En 1619, l'édifice passe dans les mains de François Le Révérend, écuyer, sieur de Calix[2] puis dans celles de son frère héritier, Michel, sieur de Bougy et reste dans cette famille[6].
Aux XVIIIe siècle et XIXe siècle, le manoir a une vocation agricole et une ferme est installée sur l'emplacement du mur hémicycle du jardin clos. Eugène Liot, ancien juge de paix de Caen, en décrit la composition en 1891 : elle comporte une porcherie, deux étables et un magasin. Le jardin sert de basse-cour et la maison d'habitation, « réparée », garde de son ancien état la tourelle carrée, « une frise formée de feuillages et deux médaillons ». L'auteur constate la disparition des deux hommes en armes qui figuraient sur les gravures faites du manoir au siècle précédent et de l'une des deux gargouilles de la tour ouest[2].
Le manoir est classé au titre des monuments historiques par liste de 1862[7]. À la fin du XIXe siècle, le manoir fait l'objet d'une restauration[8].
Dans les années 1930, le manoir abrite une cidrerie. Au lendemain de la libération de Caen, une cité d'urgence, composée de baraquements en bois, destinée à abriter une cinquantaine de familles à la rue, est provisoirement établie à proximité immédiate du manoir, dans le verger de la ferme.
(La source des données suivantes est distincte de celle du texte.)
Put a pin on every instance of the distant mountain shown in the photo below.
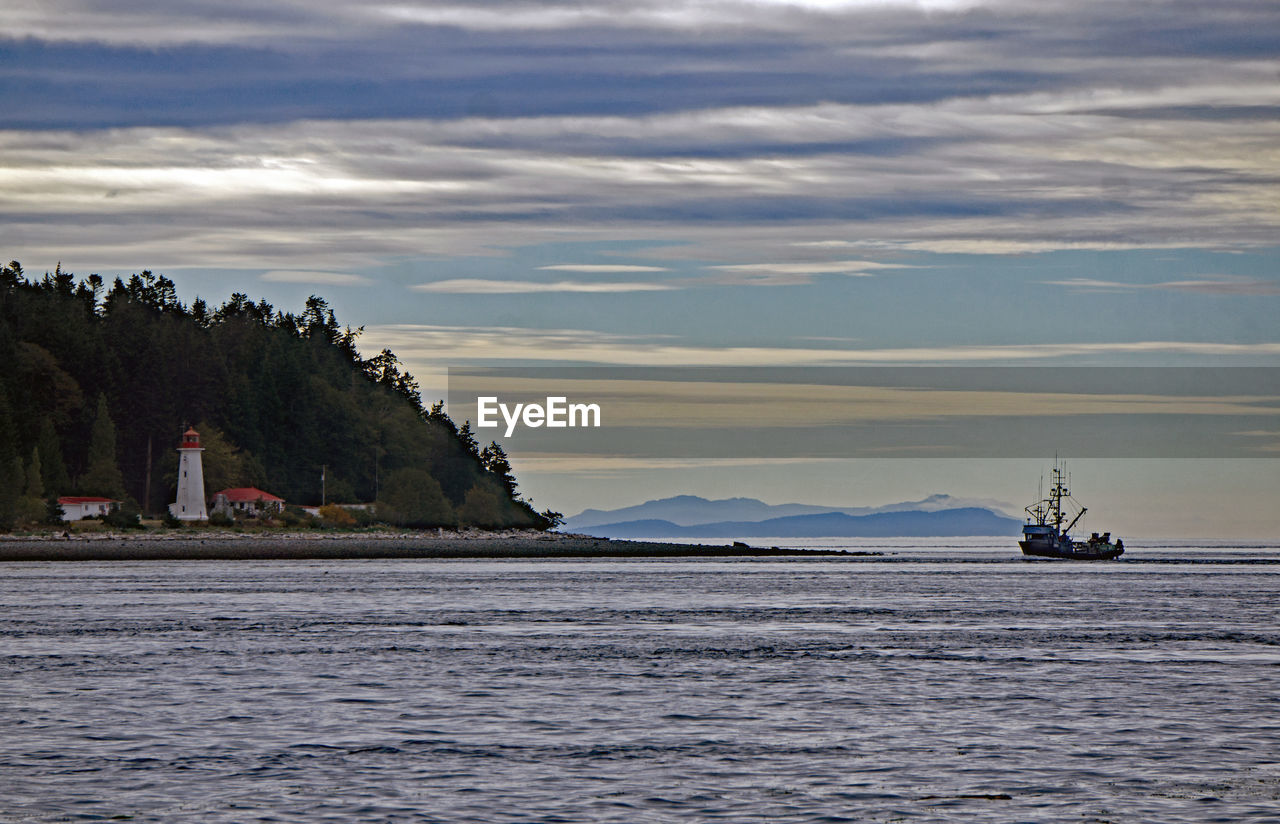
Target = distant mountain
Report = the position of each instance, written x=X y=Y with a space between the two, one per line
x=909 y=523
x=691 y=509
Ces logements d'urgence font place dans les années 1970 à des immeubles collectifs qui se dressent à l'arrière du manoir[5].
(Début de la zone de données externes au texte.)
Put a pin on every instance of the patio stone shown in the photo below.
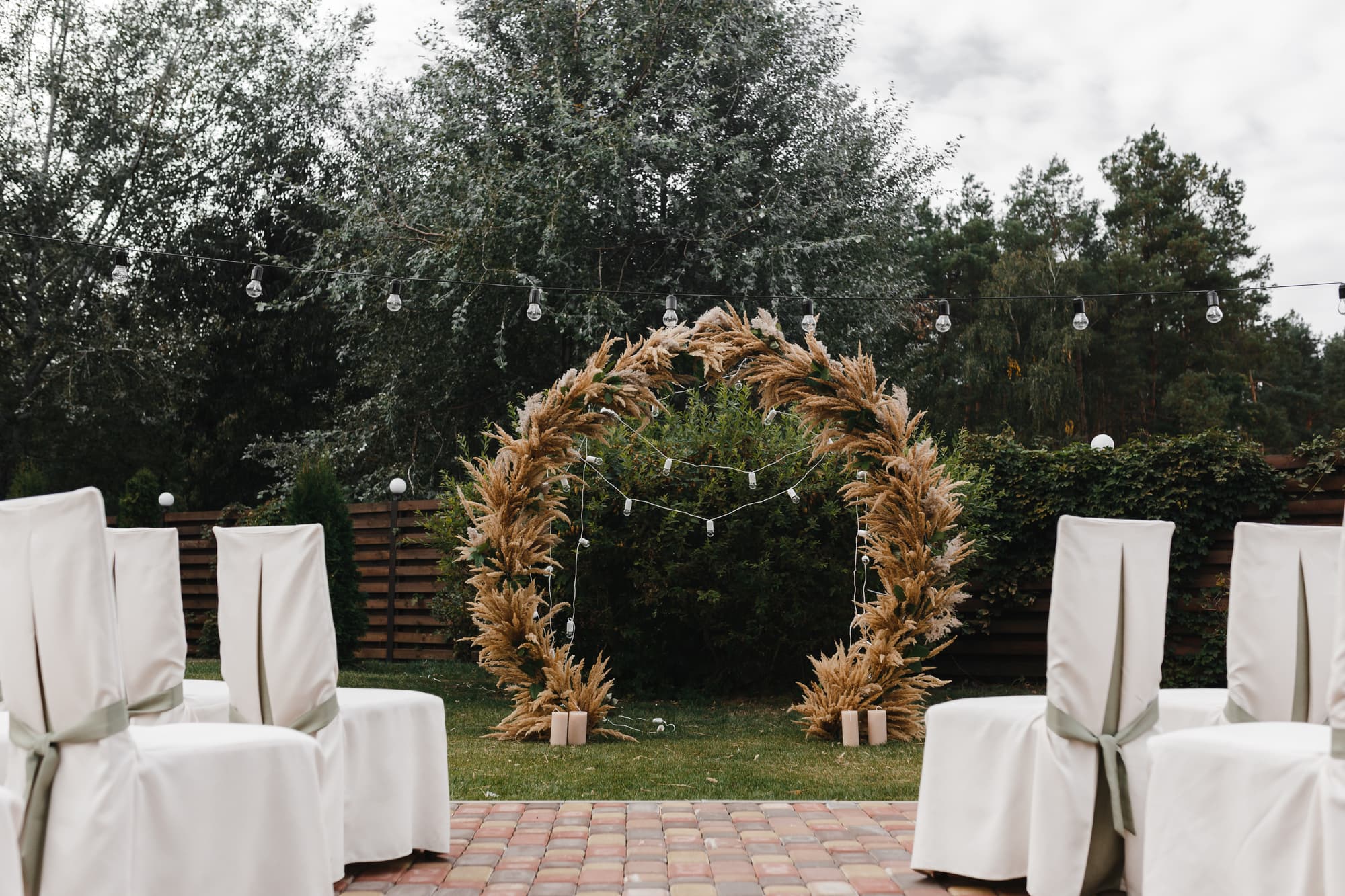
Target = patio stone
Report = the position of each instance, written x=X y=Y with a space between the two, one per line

Les bâtiments sont dévolus pour partie à la Ville de Caen (maison d'habitation) et pour l'autre à l'Etat, ministère de la culture (tours et enceinte)[9] qui y loge les services de la Conservation régionale des Antiquités préhistoriques jusqu'à leur intégration dans le Service régional de l'archéologie de la Direction régionale des affaires culturelles de Basse-Normandie. Durant cette période, le manoir abrite un dépôt lapidaire[5].
Au début des années 1980, le manoir fait l'objet d'une nouvelle campagne de restauration. Les éléments sculptés, très endommagés, sont déposés pour permettre leur conservation[8].
Au début des années 2000, le manoir, acquis par la Région de Normandie, est affecté à l'ancien Centre régional de culture ethnologique et technique (CRéCET)[3].
Le , la collectivité régionale vend le bien à des particuliers[10].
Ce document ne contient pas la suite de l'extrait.